Given a (smooth) vector bundle $E\to M$ with connection $\nabla$ one can define the exterior derivative $d^\nabla:\Omega^k(M,E)\to\Omega^{k+1}(M,E)$ by $$d^\nabla\omega(X_0,\dots,X_k):=\sum_{i=0}^k(-1)^k\nabla_{X_i}\bigl(\omega(X_0,\dots,\widehat{X_i},\dots,X_k)\bigr)+\sum_{0\leq i<j\leq k}(-1)^{i+j}\omega([X_i,X_j],X_0,\dots,\widehat{X_i},\dots,\widehat{X_j},\dots,X_k)$$ for all vector fields $X_0,\dots,X_k\in\Gamma TM$, where $[X,Y]h=X(Yh)-Y(Xh)$ is the Lie bracket, and hats denote omission.
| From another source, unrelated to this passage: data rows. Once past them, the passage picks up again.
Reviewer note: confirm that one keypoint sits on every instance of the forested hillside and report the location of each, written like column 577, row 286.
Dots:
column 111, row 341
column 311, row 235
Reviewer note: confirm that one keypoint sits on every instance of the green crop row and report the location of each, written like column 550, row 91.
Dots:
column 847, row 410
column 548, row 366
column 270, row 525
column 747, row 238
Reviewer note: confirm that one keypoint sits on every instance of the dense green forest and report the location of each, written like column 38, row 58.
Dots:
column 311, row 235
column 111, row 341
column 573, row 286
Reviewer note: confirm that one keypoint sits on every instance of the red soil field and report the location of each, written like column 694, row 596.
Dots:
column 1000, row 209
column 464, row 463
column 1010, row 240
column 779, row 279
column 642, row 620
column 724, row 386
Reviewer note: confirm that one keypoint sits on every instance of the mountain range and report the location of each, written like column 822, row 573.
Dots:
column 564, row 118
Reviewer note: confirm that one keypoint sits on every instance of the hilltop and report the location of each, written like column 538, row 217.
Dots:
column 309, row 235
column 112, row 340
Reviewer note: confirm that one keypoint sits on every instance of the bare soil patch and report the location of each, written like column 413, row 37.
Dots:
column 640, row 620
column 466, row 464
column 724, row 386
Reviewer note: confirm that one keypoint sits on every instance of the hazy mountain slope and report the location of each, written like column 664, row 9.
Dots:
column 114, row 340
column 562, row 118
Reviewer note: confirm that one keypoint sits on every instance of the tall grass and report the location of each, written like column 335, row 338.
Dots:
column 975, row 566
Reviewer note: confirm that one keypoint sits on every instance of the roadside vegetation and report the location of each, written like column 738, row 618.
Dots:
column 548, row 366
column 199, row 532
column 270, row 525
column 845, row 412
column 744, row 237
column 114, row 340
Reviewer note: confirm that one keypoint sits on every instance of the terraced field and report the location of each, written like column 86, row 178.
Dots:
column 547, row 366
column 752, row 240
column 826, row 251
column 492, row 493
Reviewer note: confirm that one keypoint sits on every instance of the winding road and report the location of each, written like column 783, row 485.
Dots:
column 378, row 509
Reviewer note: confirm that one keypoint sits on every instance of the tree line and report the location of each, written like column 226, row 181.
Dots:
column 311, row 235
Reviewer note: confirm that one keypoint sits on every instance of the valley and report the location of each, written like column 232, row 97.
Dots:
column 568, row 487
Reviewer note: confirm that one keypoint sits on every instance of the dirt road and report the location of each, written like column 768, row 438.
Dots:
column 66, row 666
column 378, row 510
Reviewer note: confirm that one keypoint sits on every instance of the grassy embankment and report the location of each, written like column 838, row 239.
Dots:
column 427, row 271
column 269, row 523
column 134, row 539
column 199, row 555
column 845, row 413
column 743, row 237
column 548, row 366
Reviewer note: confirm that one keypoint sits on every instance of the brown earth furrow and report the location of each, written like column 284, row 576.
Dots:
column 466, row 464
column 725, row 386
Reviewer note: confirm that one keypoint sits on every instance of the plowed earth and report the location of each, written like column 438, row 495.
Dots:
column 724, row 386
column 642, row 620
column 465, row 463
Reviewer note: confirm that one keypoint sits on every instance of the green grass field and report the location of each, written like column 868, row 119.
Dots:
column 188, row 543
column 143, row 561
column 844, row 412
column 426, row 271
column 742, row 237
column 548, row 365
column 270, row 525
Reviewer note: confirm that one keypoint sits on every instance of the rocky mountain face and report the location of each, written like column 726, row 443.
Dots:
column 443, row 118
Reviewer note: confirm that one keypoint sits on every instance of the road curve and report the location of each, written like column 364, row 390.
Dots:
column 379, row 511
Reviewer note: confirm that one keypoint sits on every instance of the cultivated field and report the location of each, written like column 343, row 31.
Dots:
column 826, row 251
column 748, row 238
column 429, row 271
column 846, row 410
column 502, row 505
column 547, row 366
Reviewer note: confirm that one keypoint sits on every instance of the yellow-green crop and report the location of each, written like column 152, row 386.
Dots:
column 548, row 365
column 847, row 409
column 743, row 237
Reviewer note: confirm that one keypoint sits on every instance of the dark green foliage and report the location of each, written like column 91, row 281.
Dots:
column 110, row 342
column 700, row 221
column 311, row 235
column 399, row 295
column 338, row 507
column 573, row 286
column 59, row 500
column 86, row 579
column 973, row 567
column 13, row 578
However, to me this formula looks pretty random, not at all natural like many other things in differential geometry. My question now is whether there is some intuitive way to derive this formula?
For example, to define the derivative $f'$ of a function $f:\mathbb R\to\mathbb R$ I first start with a description (or set of axioms) of what $f'$ is supposed to do, i.e. "assign every $x\in\mathbb R$ the rate of change of $f$ at $x$", then notice that $f$ changes by $f(\tilde x)-f(x)$ over $[x,\tilde x]$, so a good approximation of its rate of change would be $\frac{f(\tilde x)-f(x)}{\tilde x-x}$, which becomes more accurate as $\tilde x$ goes to $x$, so I define $f'(x)=\lim_{\tilde x\to x}\frac{f(\tilde x)-f(x)}{\tilde x-x}$.
Is there a similar derivation of $d^\nabla$? One that starts with some (intuitive of rigorous) requirements that describe what $d^\nabla$ is supposed to do, and that arrives at the formula above?